Petrobras

Mercado reage mal a ação do governo de trocar comando da Petrobras

Para analistas, troca de comando na estatal reflete objetivos políticos do presidente Jair Bolsonaro. Papéis têm queda na bolsa

O mercado reagiu mal ao anúncio de mais uma troca de comando na Petrobras. As ações da estatal operaram em queda nas bolsas de valores do Brasil e dos Estados Unidos, ontem, um dia após o governo informar que José Mauro Ferreira Coelho, que assumiu o cargo há apenas 40 dias, será substituído por Caio Paes de Andrade, atual secretário de Especial de Desburocratização, Gestão e Governo Digital do Ministério da Economia.

A troca, que deverá ser acompanhada de outras mudanças na diretoria e no conselho de administração da empresa, é vista como uma interferência direta do governo na gestão da petroleira e um passo decisivo para que seja alterada a política que atrela o preço dos combustíveis ao mercado internacional.

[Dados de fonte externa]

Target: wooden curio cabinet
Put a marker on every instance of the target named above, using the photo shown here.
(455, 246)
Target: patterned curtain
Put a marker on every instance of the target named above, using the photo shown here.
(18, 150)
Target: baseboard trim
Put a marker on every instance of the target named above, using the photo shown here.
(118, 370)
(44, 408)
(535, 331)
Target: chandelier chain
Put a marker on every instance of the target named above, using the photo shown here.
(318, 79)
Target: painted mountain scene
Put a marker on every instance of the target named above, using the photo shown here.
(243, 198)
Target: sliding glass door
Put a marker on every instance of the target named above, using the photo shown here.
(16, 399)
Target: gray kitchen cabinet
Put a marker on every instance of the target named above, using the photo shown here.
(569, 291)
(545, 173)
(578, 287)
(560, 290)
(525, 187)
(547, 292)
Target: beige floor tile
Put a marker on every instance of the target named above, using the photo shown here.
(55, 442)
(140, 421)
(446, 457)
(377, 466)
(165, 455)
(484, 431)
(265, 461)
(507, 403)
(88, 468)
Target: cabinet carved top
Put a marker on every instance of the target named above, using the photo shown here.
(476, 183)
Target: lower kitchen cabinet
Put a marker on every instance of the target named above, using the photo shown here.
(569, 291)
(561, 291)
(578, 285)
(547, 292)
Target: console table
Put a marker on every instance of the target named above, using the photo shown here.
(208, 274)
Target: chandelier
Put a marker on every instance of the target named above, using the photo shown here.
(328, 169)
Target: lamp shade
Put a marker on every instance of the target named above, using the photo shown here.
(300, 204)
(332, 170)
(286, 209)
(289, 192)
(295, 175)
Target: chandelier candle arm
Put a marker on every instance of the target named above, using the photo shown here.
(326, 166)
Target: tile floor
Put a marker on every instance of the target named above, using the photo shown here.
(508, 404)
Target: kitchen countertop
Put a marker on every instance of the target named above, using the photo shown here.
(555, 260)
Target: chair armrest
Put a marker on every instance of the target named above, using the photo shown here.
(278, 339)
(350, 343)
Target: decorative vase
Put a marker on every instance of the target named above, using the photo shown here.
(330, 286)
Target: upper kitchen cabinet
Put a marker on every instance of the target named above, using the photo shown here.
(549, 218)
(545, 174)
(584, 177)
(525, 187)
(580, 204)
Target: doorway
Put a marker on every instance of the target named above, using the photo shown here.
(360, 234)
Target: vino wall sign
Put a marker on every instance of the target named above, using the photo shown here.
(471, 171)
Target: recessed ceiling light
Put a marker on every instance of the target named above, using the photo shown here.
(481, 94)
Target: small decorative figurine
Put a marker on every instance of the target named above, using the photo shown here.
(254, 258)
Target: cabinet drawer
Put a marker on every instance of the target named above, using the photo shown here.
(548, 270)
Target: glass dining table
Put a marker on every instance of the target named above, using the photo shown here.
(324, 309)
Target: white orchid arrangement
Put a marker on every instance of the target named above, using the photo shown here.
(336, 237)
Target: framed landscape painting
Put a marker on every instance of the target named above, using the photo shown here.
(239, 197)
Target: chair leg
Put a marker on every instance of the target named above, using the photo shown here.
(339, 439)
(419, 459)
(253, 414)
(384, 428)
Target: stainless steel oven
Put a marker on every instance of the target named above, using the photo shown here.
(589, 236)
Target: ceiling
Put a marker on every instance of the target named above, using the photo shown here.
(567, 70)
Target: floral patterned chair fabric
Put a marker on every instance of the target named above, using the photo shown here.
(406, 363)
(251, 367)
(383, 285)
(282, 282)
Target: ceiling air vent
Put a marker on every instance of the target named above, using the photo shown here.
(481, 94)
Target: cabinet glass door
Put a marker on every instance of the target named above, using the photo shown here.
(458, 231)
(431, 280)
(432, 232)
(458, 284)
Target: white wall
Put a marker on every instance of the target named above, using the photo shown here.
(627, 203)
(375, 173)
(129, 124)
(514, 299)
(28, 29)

Consequência dessa política, os sucessivos aumentos da gasolina e do diesel são o maior fator de desgaste político para o presidente Jair Bolsonaro (PL), que vai tentar a reeleição em outubro.

Em nota divulgada na noite de segunda-feira, a Petrobras esclareceu que a mudança na presidência implicará na destituição dos integrantes do Conselho de Administração que, assim como Coelho, foram eleitos pelo mesmo processo de voto múltiplo na Assembleia Geral Ordinária realizada em 13 de abril passado. A estatal informou ainda que deverá realizar nova eleição para os cargos vagos, em data a ser definida. Normalmente, o processo todo pode levar de 30 a 60 dias.

Uma das idéias em consideração na Esplanada dos Ministérios é que, após as mudanças, a companhia passe a trabalhar com períodos mais longos entre os reajustes de combustíveis, de modo a minimizar o impacto dos aumentos na estratégia eleitoral do presidente. Ontem, em Davos, na Suíça, onde participa do Fórum Econômico Mundial, o ministro da Economia, Paulo Guedes, classificou de equivocada a reação do mercado e foi lacônico ao comentar a mudança na estatal. "O presidente Jair Bolsonaro escolhe o ministro Adolfo Sachsida, o ministro escolhe o presidente da Petrobras", disse em conversa com jornalistas. "O Conselho da petroleira ratifica o nome do ministro escolhido e a diretora da estatal", completou Guedes. "E eles definem a política de preço dos combustíveis."

Para analistas, o sinal está dado. A Petrobras tem um sistema de governança "muito bom e muito forte, e os recentes episódios envolvendo a companhia mostram que o chefe do Executivo está preocupado somente com sua reeleição", comentou o advogado e ex-presidente da Comissão de Valores Mobiliários (CVM) Ary Oswaldo Mattos Filho.

Ele destacou que uma ingerência de fato sobre a companhia leva algum tempo para ser implementada, até que todas as regras sejam alteradas. Na prática, se aproximaria do momento das eleições presidenciais. "É uma tentativa de manipulação da empresa para atender a um objetivo meramente eleitoreiro", acrescentou Mattos Filho.

A indicação de Caio Paes de Andrade causou incerteza no mercado também por causa da falta de experiência dele com o setor de petróleo e gás, como o estatuto da Petrobras exige de seus dirigentes. Esse fato, porém, não seria um impedimento à nomeação, segundo alguns especialistas. "A Lei das Estatais tem que ser interpretada de forma razoável, na perspectiva da liberdade de exercício da atividade profissional. Caio Andrade tem uma sólida formação em gestão e administração de empresas. Integrou o Ministério da Economia. Tem robusta formação acadêmica que lhe permite administrar uma estatal do porte da Petrobras. A lei não exige especialização direta no segmento da empresa", disse Fábio Medina Osório, ex-ministro da Advocacia-Geral da União (AGU).

Caio Paes de Andrade é formado em comunicação social pela Universidade Paulista (Unip) e fez pós-graduação em administração e gestão pela Universidade Harvard (1992-1993), nos Estados Unidos. Ele também é mestre em administração de empresas pela Universidade Duke (1997-1998), também nos EUA. Foi presidente do Serpro até agosto do ano passado.

O advogado Marçal Justen Filho, do escritório de Advocacia Justen, Pereira, Oliveira & Talamini, avalia que a indicação não terá impedimentos para ser consolidada. "Não existe impedimento jurídico a que a União, como acionista controladora da Petrobras, delibere substituir um administrador (ou todos eles). A medida, se injustificada, até poderia ser enquadrada como exercício abusivo do poder de controle, acarretando a responsabilização civil do acionista controlador pelos prejuízos sofridos por acionistas e investidores. De resto, é necessário que o novo administrador preencha os requisitos exigidos na lei e no estatuto", disse.